I've looked at a few older, salty boats lately that both have wooden masts, and it's a real minus for me so far. I guess I was just wondering if I've overlooked some benefit to having wooden masts.


----------



## cormeum (Aug 17, 2009)

Hollow section wood gives better strength/weight than aluminum- but IMO it's more than offset by the disadvantages.

Oh and wood masts float.


----------



## davidpm (Oct 22, 2007)

Wood could arguably be less likely to be hit by lightning but that is debatable.
Wood can always be repaired and made as good as new. Some new pieces a scarf or two and some glue and you are good. A bent aluminum spar is probably junk, a carbon fiber spar goes from hi-tech to garbage in seconds. 
Bad fastener holes can be filled and re-drilled and look fine.
In an emergency broken spars can be more easily jerry-rigged for temporary use as spar or rudder or just about anything.
Wood spars while needing more maintenance require much less hi-tec finishing requirements, fewer steps and even if not done perfectly can still look pretty good.
Wood spars are often made hollow to reduce weight and allow for wiring.
A wood mast will be quieter, less clanking from halyards.
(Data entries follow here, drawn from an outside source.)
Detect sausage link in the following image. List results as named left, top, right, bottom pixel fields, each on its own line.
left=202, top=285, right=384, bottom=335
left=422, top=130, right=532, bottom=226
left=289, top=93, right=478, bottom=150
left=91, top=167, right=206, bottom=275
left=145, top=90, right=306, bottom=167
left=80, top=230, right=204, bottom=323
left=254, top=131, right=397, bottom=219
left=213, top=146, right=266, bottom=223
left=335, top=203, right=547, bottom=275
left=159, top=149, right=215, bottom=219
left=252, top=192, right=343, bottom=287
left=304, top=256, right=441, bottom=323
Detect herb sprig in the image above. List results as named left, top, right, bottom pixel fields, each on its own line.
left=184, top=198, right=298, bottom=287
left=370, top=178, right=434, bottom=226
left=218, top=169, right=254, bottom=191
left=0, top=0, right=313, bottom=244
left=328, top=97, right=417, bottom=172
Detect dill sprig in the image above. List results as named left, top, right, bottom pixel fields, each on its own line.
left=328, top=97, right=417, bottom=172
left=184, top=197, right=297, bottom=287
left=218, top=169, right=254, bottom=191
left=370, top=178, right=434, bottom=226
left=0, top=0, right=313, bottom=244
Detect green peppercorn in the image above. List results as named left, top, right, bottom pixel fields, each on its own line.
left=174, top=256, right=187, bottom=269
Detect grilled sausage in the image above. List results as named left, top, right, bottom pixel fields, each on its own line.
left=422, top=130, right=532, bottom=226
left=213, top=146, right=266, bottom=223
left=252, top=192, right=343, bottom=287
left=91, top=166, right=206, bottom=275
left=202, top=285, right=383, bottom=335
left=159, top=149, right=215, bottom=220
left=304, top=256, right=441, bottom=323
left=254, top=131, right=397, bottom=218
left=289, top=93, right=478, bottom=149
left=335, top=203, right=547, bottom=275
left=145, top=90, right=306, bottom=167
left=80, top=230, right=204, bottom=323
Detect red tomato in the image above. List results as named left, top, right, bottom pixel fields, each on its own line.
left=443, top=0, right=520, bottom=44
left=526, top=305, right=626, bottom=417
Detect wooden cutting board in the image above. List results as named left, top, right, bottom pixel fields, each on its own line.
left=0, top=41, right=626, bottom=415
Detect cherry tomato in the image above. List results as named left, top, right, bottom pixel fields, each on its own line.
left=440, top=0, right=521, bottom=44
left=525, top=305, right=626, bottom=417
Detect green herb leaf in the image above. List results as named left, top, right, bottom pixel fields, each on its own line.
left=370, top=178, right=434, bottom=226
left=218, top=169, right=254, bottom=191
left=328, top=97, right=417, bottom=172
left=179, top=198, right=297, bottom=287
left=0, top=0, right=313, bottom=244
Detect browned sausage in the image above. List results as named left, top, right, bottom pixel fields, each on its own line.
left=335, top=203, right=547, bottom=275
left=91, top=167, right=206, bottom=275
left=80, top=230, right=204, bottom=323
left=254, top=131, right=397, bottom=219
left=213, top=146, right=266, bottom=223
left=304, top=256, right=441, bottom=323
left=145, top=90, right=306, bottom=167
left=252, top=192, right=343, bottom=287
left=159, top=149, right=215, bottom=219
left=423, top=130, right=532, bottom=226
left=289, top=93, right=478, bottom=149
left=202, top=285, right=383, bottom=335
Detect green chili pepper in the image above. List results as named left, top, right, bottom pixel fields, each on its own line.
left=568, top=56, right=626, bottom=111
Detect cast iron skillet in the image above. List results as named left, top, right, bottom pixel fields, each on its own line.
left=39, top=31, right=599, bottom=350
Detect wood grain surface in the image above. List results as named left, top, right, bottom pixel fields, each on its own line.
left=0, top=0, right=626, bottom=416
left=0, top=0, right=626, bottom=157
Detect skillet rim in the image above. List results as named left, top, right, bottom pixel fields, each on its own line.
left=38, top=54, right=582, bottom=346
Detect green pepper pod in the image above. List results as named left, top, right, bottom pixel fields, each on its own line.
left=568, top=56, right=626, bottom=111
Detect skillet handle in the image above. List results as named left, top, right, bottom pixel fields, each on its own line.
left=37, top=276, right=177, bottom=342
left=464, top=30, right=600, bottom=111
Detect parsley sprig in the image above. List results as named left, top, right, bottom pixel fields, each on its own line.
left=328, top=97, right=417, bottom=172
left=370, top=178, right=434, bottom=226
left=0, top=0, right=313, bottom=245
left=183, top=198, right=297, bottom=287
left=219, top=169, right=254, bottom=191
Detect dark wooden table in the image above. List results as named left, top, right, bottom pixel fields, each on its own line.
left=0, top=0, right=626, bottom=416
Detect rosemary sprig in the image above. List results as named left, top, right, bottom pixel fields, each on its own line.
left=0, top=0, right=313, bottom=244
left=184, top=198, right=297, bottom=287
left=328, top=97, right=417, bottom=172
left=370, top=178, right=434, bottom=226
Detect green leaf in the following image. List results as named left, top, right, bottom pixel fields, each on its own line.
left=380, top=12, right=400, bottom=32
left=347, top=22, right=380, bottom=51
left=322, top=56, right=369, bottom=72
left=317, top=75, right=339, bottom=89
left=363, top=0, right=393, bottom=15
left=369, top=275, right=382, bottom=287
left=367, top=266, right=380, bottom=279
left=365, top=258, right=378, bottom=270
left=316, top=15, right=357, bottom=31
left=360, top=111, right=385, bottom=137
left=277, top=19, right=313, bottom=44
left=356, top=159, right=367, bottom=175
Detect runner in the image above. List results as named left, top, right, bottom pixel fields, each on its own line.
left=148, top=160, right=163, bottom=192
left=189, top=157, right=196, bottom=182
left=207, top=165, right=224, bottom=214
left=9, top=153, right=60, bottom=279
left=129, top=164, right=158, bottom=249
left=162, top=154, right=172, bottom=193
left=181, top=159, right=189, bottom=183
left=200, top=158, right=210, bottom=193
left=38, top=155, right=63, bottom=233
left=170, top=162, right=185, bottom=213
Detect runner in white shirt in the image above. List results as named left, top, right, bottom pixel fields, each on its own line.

And that's just the beginning. 
You youngsters making boats out of stuff yer sposed to line the chicken baking pan with. Just not right


----------



## mitiempo (Sep 19, 2008)

David
I don't think lightning would stay away from a mast, whether wood, metal, or carbon fibre if it was held up by wire stays. Lightning likes trees and they don't even have the rigging.

Except on a very traditional old gaffer I think all wooden spars are likely to be hollow. Stay away from painted wooden masts as you can't tell the condition - varnish lets you see problems. A high quality wooden mast is not easy to build/repair nor inexpensive. Good clear sitka spruce is now rare in long lengths and prices like gold.


----------



## PeterSailer (Mar 20, 2010)

> Wooden Mast Cons:
> - No internal halyards


I really don't see that as an disadvantage, I think external halyard are better because if they jam, you can easily see were is the probleme...

If you don't have a lot of $$ I don't see whats wrong with a wooden mast.

But if you don't maintain your wooden mast correctly it could rot.


----------



## mitiempo (Sep 19, 2008)

On a new build I'd guess that there would not be much difference in cost between buying an aluminum mast or having someone build a good hollow mast. Of course if you built the wooden mast yourself it would be less - especially if you didn't have to buy the 100 clamps required.


----------



## FSMike (Jan 15, 2010)

Regarding lightning vs. wood/aluminum -
I once read a theory (which I don't pretend to understand) to the effect that an aluminum mast is less likely to be struck than a wood mast. Something to do with the idea that the metal mast is more likely to dissipate the charge as it builds up. I think the theory said an aluminum mast reduced your chances of being struck by about 1%, maybe even 2%.
Sounded counter-intuitive to me, but I ain't no scientist.


----------



## RhodesSwiftsure (Aug 5, 2007)

*A picture is worth a thousand words*

You can sail with a bunch of stretched out tin cans if you prefer ...


----------



## mitiempo (Sep 19, 2008)

The problem is that when the lightning comes down it usually has a problem finding a wooden mast and there are so many aluminum masts around.


----------



## PeterSailer (Mar 20, 2010)

Bernard Moitessier already used an old telephone pole for it's mast, he didn't have any probleme


----------